Friday, December 24, 2010


tree worshipping had been in practice in ancient societies all over the world. ancient greeks, romans, egyptians, indians and chinese were some of the early people who regarded certain trees as sacred.

to the hindus, trees, like the coconut and banana, which have many uses are well regarded. the mango tree is also sacred to the indians. the peepal, sometimes spelt pipal, is revered by both the buddhists and the hindus. both indians and chinese also regard the banyan tree as a holy tree. in singapore, it is not unusual to see a huge yellow or orange cloth wrapped around the trunk of a mature banyan tree or bodhi tree.

some european trees that attained the sacred status included the oak tree, the cypress tree and the fig tree.

about three years ago, in september 2007, a tree, an african mahogany, in jurong west attracted a lot of attention. in fact, the 'magic monkey tree' was reported in the local papers as well as in some international papers. it arose from the discovery of a callus on a tree which appeared monkey-like. it drew large crowds to pray at the tree.

the belief that certain spirits inhabit trees is not new. when i was young, i dared not go near banana trees at night. this was because of the many stories i had heard related to the banana tree. some people even claimed to have seen the 'pontianak' that resided in these trees. according to these 'brave' people, to see the 'pontianak' you needed to tie a red string to the tree and, at midnight, the 'pontianak' would appear to you.

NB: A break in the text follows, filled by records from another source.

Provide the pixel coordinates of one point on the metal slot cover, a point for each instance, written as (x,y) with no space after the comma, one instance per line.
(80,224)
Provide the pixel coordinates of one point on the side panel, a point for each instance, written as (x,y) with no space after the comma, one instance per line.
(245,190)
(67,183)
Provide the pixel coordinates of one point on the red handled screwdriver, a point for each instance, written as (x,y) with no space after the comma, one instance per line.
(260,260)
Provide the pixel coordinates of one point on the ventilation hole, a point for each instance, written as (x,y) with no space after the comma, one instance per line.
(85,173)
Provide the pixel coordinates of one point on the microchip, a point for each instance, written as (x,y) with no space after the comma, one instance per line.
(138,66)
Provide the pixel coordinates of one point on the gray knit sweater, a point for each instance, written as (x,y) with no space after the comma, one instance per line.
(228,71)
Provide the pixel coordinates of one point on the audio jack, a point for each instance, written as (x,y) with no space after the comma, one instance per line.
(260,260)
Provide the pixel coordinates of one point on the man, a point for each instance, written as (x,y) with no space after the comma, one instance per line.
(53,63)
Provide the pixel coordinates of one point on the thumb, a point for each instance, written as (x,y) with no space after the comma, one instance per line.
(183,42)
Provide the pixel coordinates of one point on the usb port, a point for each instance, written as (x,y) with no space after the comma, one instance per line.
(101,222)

from what i have seen during my walks, any large or odd-shaped tree can be a subject of worship. i have seen taoist altars and idols of different deities left at the base of mature trees. i sometimes wonder why people who abandon their religion or religious beliefs choose to leave these objects at the such places.

in the past, in some societies, you could be punished for cutting down trees, especially large trees. come to think of it, today, in singapore, you can also be punished with a fine if you fell a tree - within the tree conservation areas - with a girth of more than one metre when measured 50cm from the ground. permission has to be sought from the national parks board even if the tree is in the compound of your house.

is this because of reverence for large trees?


peter said...

any idea how they pick a tree to b a sacred place yg?

yg said...

peter, usually any large banyan or bodhi tree or a tree with lots of calluses, like the one in pictures above.

Deadeyes said...

Hi There! Do you think this tree is still there?